En cambio, a Miriam no le gustó nada la amable fantasía que inventó Dave como explicación ofrecida a las niñas en espera de que llegara de ese ulterior momento.

– Cuéntame cosas de mi mamá -le decían a Dave las niñas cuando las acostaba.

– Era muy guapa…

– ¿Y yo me parezco a ella?

– Muchísimo.

Era cierto, se le parecían. Miriam había visto fotos en los álbumes de casa de los Turnen Sally tenía el cabello rubio muy lacio, y un cuerpo de huesos delgados y pequeños.

– Era muy guapa y se casó con un hombre y se fueron a vivir lejos. Pero hubo un accidente…

– ¿Un accidente de coche?

– Más o menos.

– Pero ¿qué fue?

– Eso, un accidente de coche. Murieron en un accidente de coche.

– ¿Y nosotras, íbamos en el coche?

– No.

En realidad, sí estaban en la casa cuando ocurrieron las muertes. Eso preocupaba mucho a Miriam. Encontraron a las niñas en la casa, Heather en su cuna, y Sunny en un parque. Estaban ambas en otra habitación, pero ¿qué vieron? ¿Qué oyeron? ¿Y si Sunny recordaba alguna cosa más real que una casa en Nevada y un poni en el jardín?

– ¿Dónde estábamos nosotras?

– En casa, con la canguro.

– ¿Cómo se llamaba la canguro?

Y así seguía Dave, inventando los detalles hasta que toda aquella historia se convirtió en la mentira más colosal que Miriam había oído contar en su vida.

– Les contaremos la verdad cuando cumplan dieciocho años -decía siempre Dave.

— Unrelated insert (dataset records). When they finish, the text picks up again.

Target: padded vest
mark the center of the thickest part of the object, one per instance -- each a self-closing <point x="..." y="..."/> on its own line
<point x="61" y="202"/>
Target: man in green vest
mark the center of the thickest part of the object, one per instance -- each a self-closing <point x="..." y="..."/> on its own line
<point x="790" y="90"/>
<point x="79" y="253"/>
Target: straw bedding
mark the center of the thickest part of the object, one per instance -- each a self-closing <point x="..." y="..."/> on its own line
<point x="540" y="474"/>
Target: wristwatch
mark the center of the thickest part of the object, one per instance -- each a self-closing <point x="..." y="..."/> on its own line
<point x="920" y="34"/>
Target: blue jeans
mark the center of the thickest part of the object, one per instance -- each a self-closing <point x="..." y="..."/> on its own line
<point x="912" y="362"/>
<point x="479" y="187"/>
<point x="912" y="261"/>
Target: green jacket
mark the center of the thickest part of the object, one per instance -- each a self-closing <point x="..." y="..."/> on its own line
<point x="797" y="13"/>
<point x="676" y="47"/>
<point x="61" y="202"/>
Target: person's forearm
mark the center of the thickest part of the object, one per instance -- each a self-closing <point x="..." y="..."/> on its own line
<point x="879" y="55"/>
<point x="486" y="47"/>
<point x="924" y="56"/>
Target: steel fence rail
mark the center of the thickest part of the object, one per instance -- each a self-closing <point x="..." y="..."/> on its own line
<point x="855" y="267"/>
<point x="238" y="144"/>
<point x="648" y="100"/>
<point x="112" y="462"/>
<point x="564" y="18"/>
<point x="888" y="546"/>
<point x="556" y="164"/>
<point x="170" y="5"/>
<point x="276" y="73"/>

¿Cómo se le podía ocurrir que la verdad había que decirla a cierta edad, como beber cerveza o tener el derecho a votar? Dave y Miriam se habían comportado como una pareja de ajetreados pero inexpertos castores que construían presas improvisadas para proteger sus secretos, y tratando de frenar el goteo de un riachuelo, cuando un auténtico terremoto amenazaba a sus espaldas con destruirlo todo. Al final todas sus mentiras acabaron saliendo a la luz y al mundo, pero pese a ello nadie se fijó, porque ¿quién iba a fijarse en aquellos jueguecitos en medio del universo post- apocalíptico, cuando ya estaban rodeados de tales montañas de escombros? El día en que Estelle y Herb Turner fueron a verles para pedir ayuda, Miriam creyó que estaba proporcionando un nuevo comienzo a dos criaturas inocentes. Al final, sin embargo, fueron las dos niñas quienes le proporcionaron a ella la oportunidad de volver a inventarse a sí misma. Y cuando las chicas desaparecieron, Miriam comprobó que con ellas había desaparecido también aquella nueva parte de su personalidad.